CAPTAIN'S LOG: WEEK 6

“My drug of choice is teaching. And the interaction with my crew/students is my medicine.” This was what I have told my crew. And this week happened to prove this to be very true.

I shall discuss the relevance of the above statement before this entry ends.

If you recall I tried a different technique presenting comparison and contrast. Instead of my lecturing about this style of writing, I wanted to see how well they would be able to discover how this style of writing is done by listening to the podcast I set for them and the sample presented in the handbook. They were to bring to this session their effort at setting up the outline and theme. How well did this work? Not well.

Yes, there always will be a few who figure it out. However, as a whole the crew found it frustrating having to compare and contrast the items assigned: “Gee, Captain, this was hard. I spent hours trying to figure out what made these characters the same and different. There were no concrete answers. I really had to think because the answers were not easily found.” I agreed. Having them try to compare and contrast two characters or two poems was challenging. Even having them compare and contrast two images was still difficult.

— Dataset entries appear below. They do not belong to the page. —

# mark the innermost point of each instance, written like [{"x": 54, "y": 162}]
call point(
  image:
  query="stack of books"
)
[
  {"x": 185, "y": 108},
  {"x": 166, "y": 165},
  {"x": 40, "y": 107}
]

As others shared their frustration and difficulty, I recognized they had tried, but they did, indeed, need lectures and more. 

So, I told them they could re-write this assignment. As they requested I gave them more choices. The rewritten comparison and contrast assignment could be about any two items—mother and father; parent and child; softball and baseball; etc. I saw relief on my crews’ faces. They could handle subjects of choice that were more familiar. They did not have to go into depth to ascertain the similarities and differences. They could handle the familiar, things they knew answers to, but not work with items that did not have specific, one answer to; that is what the original assignment required. 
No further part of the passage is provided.